Systematic review of machine learning models for personalised dosing of heparin
- PMID: 33835524
- DOI: 10.1111/bcp.14852
Systematic review of machine learning models for personalised dosing of heparin
Abstract
Aim: To identify and critically appraise studies of prediction models, developed using machine learning (ML) methods, for determining the optimal dosing of unfractionated heparin (UFH).
Methods: Embase, PubMed, CINAHL, Web of Science, International Pharmaceutical Abstracts and IEEE Xplore databases were searched from inception to 31 January 2020 to identify relevant studies using key search terms synonymous with artificial intelligence or ML, 'prediction', 'dose', 'activated partial thromboplastin time (aPTT)' and 'UFH.' Studies had to have used ML methods for developing models that predicted optimal dose of UFH or target therapeutic aPTT levels in the hospital setting. The CHARMS Checklist was used to assess quality and risk of bias of included studies.

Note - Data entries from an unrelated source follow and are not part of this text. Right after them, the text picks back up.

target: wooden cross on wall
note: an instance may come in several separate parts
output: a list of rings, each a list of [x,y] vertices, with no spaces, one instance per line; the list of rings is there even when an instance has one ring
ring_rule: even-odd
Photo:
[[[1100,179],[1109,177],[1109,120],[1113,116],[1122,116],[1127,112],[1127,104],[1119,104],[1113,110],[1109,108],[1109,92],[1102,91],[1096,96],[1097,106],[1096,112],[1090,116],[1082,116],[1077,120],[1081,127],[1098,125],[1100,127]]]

Results: Of 8393 retrieved abstracts, 61 underwent full text review and eight studies met inclusion criteria. Four studies described models for predicting aPTT, three studies described models predicting optimal dose of heparin during dialysis and one study described a model that used surrogate outcomes of clotting and bleeding to predict a therapeutic aPTT. Studies varied widely in reporting of study participants, feature characterisation and selection, handling of missing data, sample size calculations and the intended clinical application of the model. Only one study conducted an external validation and no studies evaluated model impacts in clinical practice.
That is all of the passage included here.